Here are a few others responses:
• Kayley Shoup of the New Mexico-based Citizens Caring for the Future: “As frontline community members in the Permian Basin that have been advocating for putting a stop to new oil and gas leasing on federal lands, Citizens Caring for the Future finds it extremely disheartening that [Bureau of Land Management] is going forward with these lease sales. Our day-to-day life and health is directly affected by these sales and the subsequent production that comes along with them. It would take a small army to truly enforce regulation here in the Permian, and we know that is the reality in oil and gas regions around the country. We live our lives surrounded by the industry and we understand that in order to take on climate change and make a meaningful dent in emissions the Biden administration must take action that puts a stop to new development.”
• Siqiniq Maupin, executive director of Sovereign Inupiat for a Living Arctic: “As the Interior Department announces that it plans on continuing oil and gas leasing on federal land, Sovereign Iñupiat for a Living Arctic condemns any further extraction, especially within the Arctic.
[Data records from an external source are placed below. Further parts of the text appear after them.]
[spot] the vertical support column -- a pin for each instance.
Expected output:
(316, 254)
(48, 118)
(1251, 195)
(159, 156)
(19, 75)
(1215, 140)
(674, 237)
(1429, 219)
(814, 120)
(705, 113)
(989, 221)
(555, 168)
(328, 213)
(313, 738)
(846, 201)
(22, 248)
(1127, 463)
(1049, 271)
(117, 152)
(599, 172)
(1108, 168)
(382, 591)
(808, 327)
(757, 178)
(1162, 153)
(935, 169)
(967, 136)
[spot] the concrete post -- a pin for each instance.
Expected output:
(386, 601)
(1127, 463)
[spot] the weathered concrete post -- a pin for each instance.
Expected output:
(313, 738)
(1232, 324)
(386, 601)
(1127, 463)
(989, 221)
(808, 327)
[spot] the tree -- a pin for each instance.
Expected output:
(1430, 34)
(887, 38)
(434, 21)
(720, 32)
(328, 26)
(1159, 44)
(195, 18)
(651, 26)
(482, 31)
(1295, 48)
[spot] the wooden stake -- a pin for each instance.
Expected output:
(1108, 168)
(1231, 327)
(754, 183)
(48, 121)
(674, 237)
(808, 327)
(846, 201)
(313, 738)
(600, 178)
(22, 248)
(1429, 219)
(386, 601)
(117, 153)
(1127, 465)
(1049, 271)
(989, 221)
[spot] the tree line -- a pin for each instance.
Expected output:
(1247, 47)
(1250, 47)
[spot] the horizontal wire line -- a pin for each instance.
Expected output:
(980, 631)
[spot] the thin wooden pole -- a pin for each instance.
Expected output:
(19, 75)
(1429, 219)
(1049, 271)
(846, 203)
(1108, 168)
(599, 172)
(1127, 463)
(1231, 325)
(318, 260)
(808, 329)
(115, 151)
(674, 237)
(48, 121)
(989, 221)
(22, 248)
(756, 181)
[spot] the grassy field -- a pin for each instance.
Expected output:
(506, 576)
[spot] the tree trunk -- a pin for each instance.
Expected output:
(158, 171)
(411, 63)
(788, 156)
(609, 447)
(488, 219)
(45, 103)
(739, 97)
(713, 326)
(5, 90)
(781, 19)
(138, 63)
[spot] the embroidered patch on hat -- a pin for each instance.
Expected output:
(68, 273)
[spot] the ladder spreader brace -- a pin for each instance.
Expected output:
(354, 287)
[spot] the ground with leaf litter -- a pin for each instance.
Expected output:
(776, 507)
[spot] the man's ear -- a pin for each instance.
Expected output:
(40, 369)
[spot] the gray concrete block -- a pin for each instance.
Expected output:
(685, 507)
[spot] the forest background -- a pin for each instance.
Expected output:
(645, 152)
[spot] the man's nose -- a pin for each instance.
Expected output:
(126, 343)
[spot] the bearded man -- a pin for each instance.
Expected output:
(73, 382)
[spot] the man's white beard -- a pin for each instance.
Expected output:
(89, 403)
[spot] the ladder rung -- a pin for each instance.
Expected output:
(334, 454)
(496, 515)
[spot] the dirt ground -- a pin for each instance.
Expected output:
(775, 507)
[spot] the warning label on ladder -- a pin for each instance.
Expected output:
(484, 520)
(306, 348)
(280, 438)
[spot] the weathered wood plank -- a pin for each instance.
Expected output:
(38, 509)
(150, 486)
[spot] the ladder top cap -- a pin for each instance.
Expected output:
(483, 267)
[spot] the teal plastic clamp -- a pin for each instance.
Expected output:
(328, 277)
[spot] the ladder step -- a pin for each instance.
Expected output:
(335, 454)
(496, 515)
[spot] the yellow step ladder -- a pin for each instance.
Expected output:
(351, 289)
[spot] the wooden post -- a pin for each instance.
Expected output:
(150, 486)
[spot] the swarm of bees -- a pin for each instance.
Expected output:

Our lands are warming at a higher rate than anywhere else in the world, causing detrimental impact to the fragile ecosystems that call it home and directly impacting the rest of the world, as well. With conservative climate models predicting that we have less than 30 years to radically change our relationship with oil and gas, the future rests in the United States’ hands. We can no longer commodify our land and water, especially at the rate climate change is occurring. We are nature fighting back.”
• Love Sanchez of Indigenous Peoples of the Coastal Bend: “How much more can Gulf Coast states endure? Most of us weren’t born with a silver spoon to get lawyers all the time to fight these civil laws aka ‘environmental acts,’ or have the luxury of property rights because it was all taken from us so long ago. Now here we are, working class people, simple people, 95% of the time BIPOC people, that just want to protect our land and water. Then, I’m not surprised, we now have the Interior, who decides they want to continue their projects in the Gulf Coast. It’s a very disappointing thing to hear. Fortunately, we will continue to be persistent in protecting these waters.”
• Dan Ritzman, land, water, and wildlife director at the Sierra Club: “Right now, fossil fuel extraction on public lands and waters make up a quarter of our greenhouse gas emissions at a time scientists are saying we must move urgently to cut emissions by at least half. Not only does it devastate our planet, it’s a handout to Big Oil at the expense of average Americans, who will bear the brunt of its societal, health, and financial ramifications. We urge the Biden administration to take advantage of this historic opportunity to make good on campaign promises, fulfill a global commitment to acting on climate, and serve American communities by phasing out oil and gas production on public lands and oceans.”
• Randi Spivak, public lands director at the Center for Biological Diversity, argued that “the Biden administration’s claim that it must hold these lease sales is pure fiction and a reckless failure of climate leadership. It’s as if they’re ignoring the horror of firestorms, floods, and megadroughts, and accepting climate catastrophes as business as usual. These so-called reforms are 20 years too late and will only continue to fuel the climate emergency. These lease sales should be shelved and the climate-destroying federal fossil fuel programs brought to an end.”
At the COP26 Glasgow summit last November, President Biden said, “The United States will lead by example and share with the world our considerable powers of innovation.” Renewed leasing is a terrible example.